Mammography is still the most effective procedure for early diagnosis of breast cancer. Computer-aided Diagnosis (CAD) systems can be very helpful in this direction and an assistance tool for radiologists to recognize abnormal and normal regions of interest in digital mammograms faster than traditional screening program. In this paper, we propose a new method for breast cancer recognition of all types of lesions in digital mammograms using multimodal features in a quaternionic representation.

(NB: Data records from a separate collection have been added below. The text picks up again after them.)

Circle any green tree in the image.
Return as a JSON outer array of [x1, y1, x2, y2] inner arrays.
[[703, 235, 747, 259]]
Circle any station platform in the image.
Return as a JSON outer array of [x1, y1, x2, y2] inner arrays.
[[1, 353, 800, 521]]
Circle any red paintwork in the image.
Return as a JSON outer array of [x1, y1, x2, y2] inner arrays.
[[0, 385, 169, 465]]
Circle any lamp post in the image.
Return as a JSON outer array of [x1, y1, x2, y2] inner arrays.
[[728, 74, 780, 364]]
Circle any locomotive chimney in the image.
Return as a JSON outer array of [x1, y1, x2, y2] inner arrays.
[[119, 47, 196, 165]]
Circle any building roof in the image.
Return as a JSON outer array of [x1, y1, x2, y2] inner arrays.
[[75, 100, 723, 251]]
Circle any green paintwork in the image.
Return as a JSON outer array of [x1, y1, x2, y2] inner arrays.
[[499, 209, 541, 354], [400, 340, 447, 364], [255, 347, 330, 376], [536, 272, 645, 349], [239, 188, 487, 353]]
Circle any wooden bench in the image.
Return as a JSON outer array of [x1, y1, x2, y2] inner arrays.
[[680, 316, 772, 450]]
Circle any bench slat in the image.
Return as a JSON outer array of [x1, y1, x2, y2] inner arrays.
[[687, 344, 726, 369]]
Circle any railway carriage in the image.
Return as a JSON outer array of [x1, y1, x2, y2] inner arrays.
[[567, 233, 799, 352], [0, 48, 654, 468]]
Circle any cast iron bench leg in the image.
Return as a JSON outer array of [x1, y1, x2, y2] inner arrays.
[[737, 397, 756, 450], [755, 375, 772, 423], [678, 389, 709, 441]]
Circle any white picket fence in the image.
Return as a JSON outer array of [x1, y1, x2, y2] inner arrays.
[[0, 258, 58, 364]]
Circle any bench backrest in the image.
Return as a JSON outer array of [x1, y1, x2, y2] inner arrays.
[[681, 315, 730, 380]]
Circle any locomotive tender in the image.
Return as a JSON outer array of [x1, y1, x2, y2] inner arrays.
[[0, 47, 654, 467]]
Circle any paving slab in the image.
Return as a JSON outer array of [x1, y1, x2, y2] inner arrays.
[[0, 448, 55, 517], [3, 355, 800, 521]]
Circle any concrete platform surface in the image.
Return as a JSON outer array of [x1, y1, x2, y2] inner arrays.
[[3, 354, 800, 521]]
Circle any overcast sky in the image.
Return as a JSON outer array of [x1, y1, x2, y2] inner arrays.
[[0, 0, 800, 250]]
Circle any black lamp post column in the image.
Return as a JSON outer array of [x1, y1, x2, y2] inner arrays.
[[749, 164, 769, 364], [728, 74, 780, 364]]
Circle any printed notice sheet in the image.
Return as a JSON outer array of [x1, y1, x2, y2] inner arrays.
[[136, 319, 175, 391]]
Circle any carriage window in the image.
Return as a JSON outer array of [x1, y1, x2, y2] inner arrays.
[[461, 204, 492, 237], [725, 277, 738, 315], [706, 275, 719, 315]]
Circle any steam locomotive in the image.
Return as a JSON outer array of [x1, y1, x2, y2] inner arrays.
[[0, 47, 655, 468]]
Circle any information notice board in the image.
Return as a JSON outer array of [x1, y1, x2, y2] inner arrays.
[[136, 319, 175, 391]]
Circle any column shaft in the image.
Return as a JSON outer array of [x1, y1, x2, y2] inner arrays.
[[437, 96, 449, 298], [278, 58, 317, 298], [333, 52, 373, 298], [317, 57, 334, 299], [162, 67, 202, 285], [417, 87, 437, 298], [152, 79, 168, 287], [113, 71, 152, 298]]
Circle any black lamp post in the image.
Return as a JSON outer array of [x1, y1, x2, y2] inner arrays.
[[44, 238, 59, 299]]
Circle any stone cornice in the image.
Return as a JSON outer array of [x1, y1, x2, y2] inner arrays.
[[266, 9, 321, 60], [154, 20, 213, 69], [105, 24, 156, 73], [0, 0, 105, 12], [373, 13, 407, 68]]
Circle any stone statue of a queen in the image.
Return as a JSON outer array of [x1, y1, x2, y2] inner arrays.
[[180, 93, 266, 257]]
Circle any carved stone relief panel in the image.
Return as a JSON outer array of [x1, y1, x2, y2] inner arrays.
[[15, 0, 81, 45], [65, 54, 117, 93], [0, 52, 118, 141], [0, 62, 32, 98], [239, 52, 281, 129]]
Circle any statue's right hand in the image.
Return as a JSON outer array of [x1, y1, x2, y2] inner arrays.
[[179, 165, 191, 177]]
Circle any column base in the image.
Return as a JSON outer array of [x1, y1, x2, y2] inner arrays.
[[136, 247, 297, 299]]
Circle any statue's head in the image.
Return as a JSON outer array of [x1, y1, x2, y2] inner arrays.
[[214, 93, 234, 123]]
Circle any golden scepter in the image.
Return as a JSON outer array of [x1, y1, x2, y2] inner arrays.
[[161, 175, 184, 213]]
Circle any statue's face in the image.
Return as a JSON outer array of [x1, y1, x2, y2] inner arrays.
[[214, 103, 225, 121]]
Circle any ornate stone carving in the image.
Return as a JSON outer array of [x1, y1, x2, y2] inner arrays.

The proposed method consists of two steps: First, a feature extraction module utilizes two dimensional discrete transforms based on ART, Shapelets and Gabor filters to extract low-level visual descriptors of ROS. In addition, semantic mammogram information provided by radiologists, is encoded into a 16-bit length word used as high-level feature vector. All multimodal features are fused in a compact quaternionic representation prior to their presentation to the classification module in the second step. For the classification task, ROSs are diagnosed using trained Support-Vector-Machines (SVMs). The proposed method is evaluated on regions taken from the DDSM database. The proposed feature set achieves a mean accuracy of 87.22% (±2.678) and AUC = 0.98, that is 34% higher than using only visual descriptors, proving the significant information that semantic descriptors contain.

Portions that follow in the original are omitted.